Después de casi cuatro meses de arduo viaje, finalmente llegaron a su destino: Wuheng.

Hoy, sin embargo, era solo un traspaso en la Estación de Postas Longchang.

Quizás esta noche, o tal vez mañana, alguien los llevaría a la Ciudad Tierra de Wuheng, que era donde finalmente se quedarían.

La mayoría de los prisioneros exiliados a Wuheng serían llevados bajo la antigua ciudad para servir a los Soldados Blindados como esclavos.

Cada día, construirían murallas, recuperarían tierras baldías o serían asignados temporalmente a lugares como la estación de postas y granjas gubernamentales para hacer trabajos diversos.

Las tareas diarias eran pesadas y arduas, y la comida extremadamente limitada.

No era fácil para los exiliados aquí sobrevivir.
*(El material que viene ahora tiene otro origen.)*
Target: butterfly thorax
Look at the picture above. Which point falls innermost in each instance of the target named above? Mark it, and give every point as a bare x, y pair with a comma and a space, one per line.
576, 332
La Estación de Postas Longchang era diferente a otras estaciones de postas, ya que estaba justo al lado de varias chozas, que eran viviendas de algunos que habían sido exiliados aquí antes y se habían establecido.

Sin embargo, no se veían personas indígenas.

Ruan Qingsong le dijo a Ruan Mian que los indígenas de Wuheng eran un grupo tribal que vivía de la caza en la Montaña Longchang durante todo el año.

Era sabio para los exiliados aquí evitar las interacciones con los nativos tanto como fuera posible.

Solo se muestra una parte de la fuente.